The encores began with a surprise, with Night getting the nod this time. The extended Ramrod complete with the band leaving the stage except for Roy, who is left to tinkle his ivories in the spotlight. During this moment one of Bruce's daughters put a Policemans helmet on his head!! Very amusing, very...London! The show rocked out with Born To Run, Detroit Medley and Seven Nights To Rock. Sheer heaven, Bruce does this old Rock'n' Roll nuggets so well he should do it more often The band have such a good time with this I'm sure it'll be played every night till the tour has finished. A final (too predictable maybe) trio of City Of Ruins, Land of hope & Dreams and Dancing in the Dark completed the set. Next stop, Manchester!
Alasdair Craik wrote: Radically different set list from last night (1 song less from "The Rising" and 9 (yes 9 different songs). Never known so many changes over 2 nights - did somebody tell Bruce how many people had tickets for both nights?. I'm trying to decide which was better Monday or Tuesday - does it matter both nights were fantastic and the variety in set list made it essential to be there both shows - and he did "Candy's Room"!! Nils - I don't know if you read this site but we met on Oxford Street (Alasdair from Edinburgh), thank you for taking the time for talking to me, it must be a pain in the arse to be constantly recognised when you are just out having a walk but you were a complete gentleman and I respect you for that as much as I do for your musicianship.
Richard Pithouse wrote: I came all the way from Durban, South Africa to see Springsteen. This is the first time that I have been able to afford to make a trip like this so I can't compare it to any other Springsteen concerts.
When you have been looking forward to something so much for so long you begin to think that the reality can't possibly match your expectations. But the concert was better than I dared to hope. I expected but was still awed by the relaxed musical brilliance of everyone on stage.
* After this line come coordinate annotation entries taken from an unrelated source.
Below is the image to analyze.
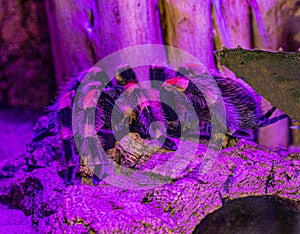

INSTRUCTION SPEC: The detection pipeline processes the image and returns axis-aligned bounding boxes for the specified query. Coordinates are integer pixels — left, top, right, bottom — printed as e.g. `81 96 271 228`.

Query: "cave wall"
0 0 56 108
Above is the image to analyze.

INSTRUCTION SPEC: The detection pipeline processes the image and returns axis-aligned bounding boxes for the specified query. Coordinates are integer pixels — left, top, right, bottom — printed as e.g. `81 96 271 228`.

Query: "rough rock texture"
39 137 300 233
0 0 55 107
0 132 65 230
0 122 300 233
216 48 300 121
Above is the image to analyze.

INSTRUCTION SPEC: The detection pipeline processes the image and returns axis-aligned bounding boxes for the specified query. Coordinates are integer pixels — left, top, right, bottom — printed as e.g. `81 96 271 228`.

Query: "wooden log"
212 0 252 49
46 0 162 87
159 0 215 69
250 0 296 147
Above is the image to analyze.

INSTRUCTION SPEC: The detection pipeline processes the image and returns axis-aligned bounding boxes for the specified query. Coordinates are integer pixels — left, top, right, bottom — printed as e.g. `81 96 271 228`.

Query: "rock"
39 140 300 233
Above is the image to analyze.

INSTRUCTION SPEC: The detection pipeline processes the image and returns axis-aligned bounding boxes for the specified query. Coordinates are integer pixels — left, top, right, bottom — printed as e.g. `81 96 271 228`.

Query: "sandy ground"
0 109 41 234
0 109 41 160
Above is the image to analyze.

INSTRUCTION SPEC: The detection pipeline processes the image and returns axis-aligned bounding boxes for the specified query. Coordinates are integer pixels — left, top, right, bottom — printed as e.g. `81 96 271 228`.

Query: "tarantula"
33 65 287 185
157 64 288 140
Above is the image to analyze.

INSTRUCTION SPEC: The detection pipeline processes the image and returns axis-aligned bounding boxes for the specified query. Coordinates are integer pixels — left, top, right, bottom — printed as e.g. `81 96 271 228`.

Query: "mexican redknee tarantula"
33 64 287 185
But I was amazed at the way in which Bruce gave himself, completely, to each song. Every song sounded as heartfelt and powerful as if it had just been summoned up in that moment and for that moment and the range of emotions evoked was extraordinary.
I guess that Springsteen was in an unsually buoyant mood that night (no 41 Shots or Youngstown and a lot of clowning around) but the thousands of us there experienced that (against the sneering snobbery of the British broadsheets) as life affirming - and not in any trite way, Springsteen has always worked really hard for an earned his happy endings.
I have learnt so much from Springsteen over the years. Seeing him lived just confirmed that he is one of very few artists, in any medium, who has consistently wrestled with (and walked with and seduced and fought and listened to and danced with) the things that really matter.